У него было такое ощущение, что вонь избы плотно оседает на его шинели, на всем его платье, на руках, лице (того и гляди, принесешь ее в дом, где ждет его Людмила Петровна, - осторожничал он), и Федя почти насильно вытащил Семена Калмыкова в сени.
- Дядя, там пришли просить лошадей.
- Никаких лошадей сегодня! - махнул рукой Семен. - Ты, кажется, слышал, что тут за ярмарка?
- А завтра?
- Сейчас я ничего не могу сказать; Завтра - посмотрим. А тебе чего хлопотать? Кому это надо ехать? - удивленно посмотрел на него Калмыков.
Но Федя уже был во дворе.
«Кому… - усмехнулся он. - Скажи тебе - и ты мне все испортишь!»
Действительно, стоило только сказать, что лошади нужны дочери генерала Величко, и Семен бы уже расстарался: память о покойном Петре Филадельфовиче, всегдашнем покровителе калмыковских дел, тепло жила в этой семье.
«Сегодня лошадей нет», - скажет Федя, возвратясь в дом.

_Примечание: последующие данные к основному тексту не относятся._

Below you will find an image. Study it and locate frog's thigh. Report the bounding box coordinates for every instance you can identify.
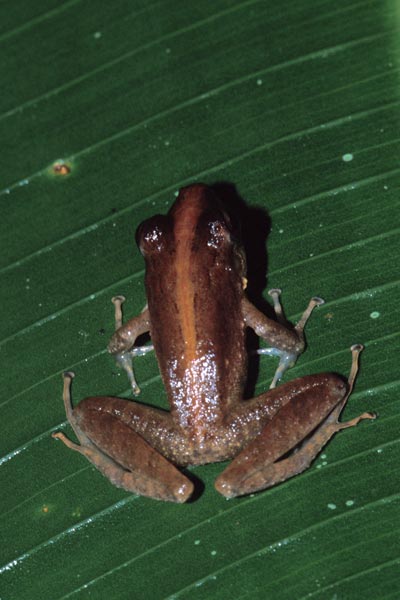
[74,398,193,502]
[215,373,346,498]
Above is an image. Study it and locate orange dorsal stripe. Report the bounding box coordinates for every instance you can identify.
[174,202,201,365]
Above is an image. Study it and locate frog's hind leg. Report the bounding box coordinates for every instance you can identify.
[52,373,193,502]
[215,346,376,498]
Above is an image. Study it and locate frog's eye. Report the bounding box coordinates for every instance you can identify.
[136,215,169,256]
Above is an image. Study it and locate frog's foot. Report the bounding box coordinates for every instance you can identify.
[257,348,298,390]
[115,344,154,396]
[52,373,193,502]
[108,296,154,396]
[257,288,324,389]
[215,346,376,498]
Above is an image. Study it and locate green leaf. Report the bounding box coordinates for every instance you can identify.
[0,0,400,600]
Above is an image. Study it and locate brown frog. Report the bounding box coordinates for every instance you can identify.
[53,184,374,502]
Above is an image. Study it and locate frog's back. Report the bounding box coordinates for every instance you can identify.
[138,185,246,435]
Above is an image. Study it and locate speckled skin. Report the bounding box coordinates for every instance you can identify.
[53,184,376,502]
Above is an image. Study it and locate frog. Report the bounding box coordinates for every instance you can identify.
[53,183,375,503]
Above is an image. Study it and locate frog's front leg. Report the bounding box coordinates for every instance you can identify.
[108,296,153,396]
[53,372,193,502]
[215,346,376,498]
[242,289,324,388]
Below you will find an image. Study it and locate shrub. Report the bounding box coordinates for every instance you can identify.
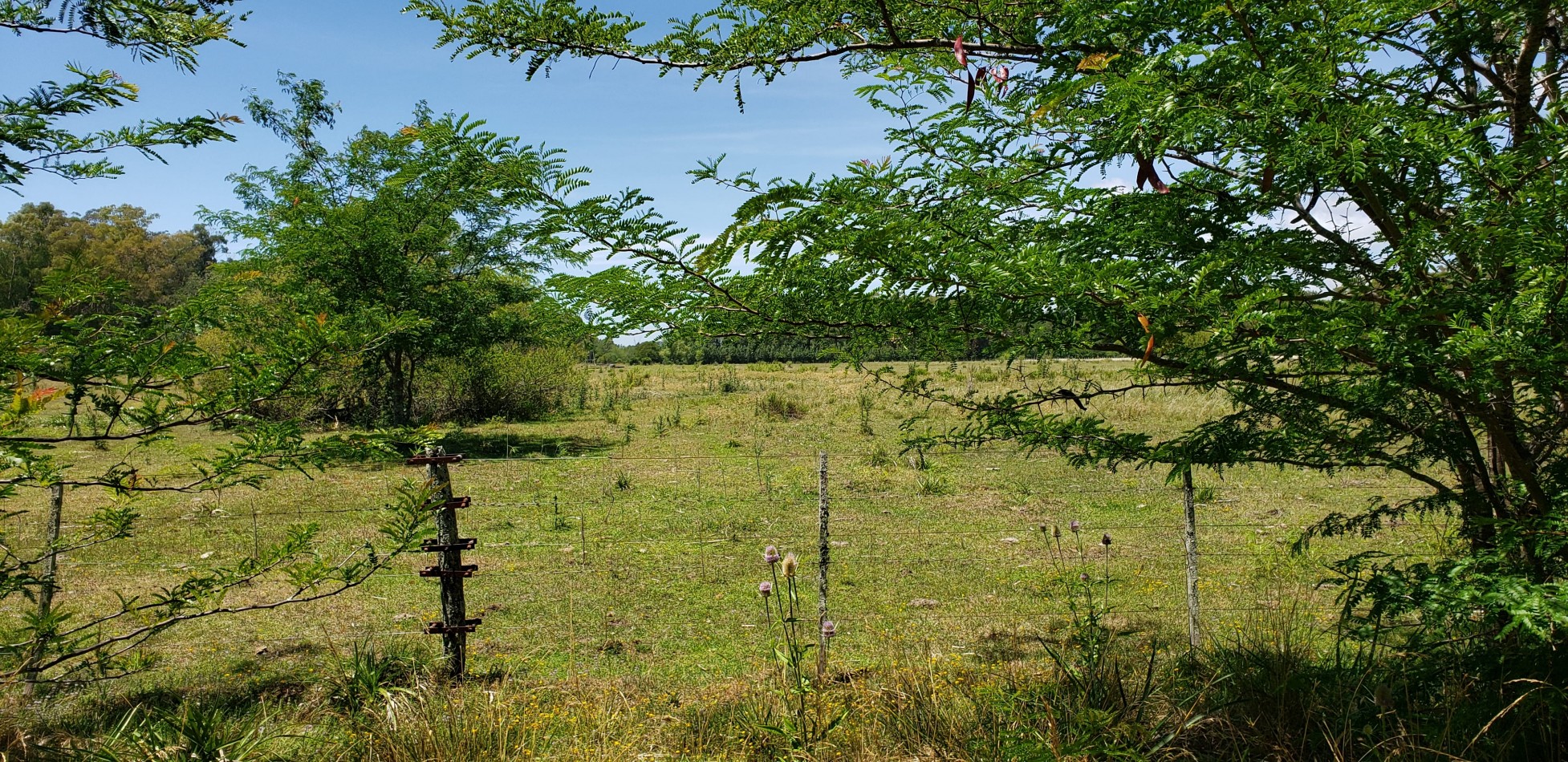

Важно - не быть пойманным во лжи, чтобы не переменила к нему отношения Людмила Петровна, захоти она справиться у Семена.
«Человека того не догнал», - соврет он во второй раз. Но, приготовившись к этому, Федя вдруг подумал, что Теплухин может его выдать - просто так, чтобы посмеяться над ним, унизить в глазах своей спутницы, - и он решил было простоять на морозе несколько лишних минут, в течение которых якобы выполнял поручение Людмилы Петровны, но тут же пожалел этого времени, проведенного без нее, и побежал в дом.
«А если Теплухин проболтается, скажу, что он сам меня удерживал почему-то!» - прикинул в уме Федя.
«А почему, в самом деле, удерживал? - подумал он теперь, открывая дверь в калмыковскую квартиру. - Сказать ему про Кандушу и письмо или нет?»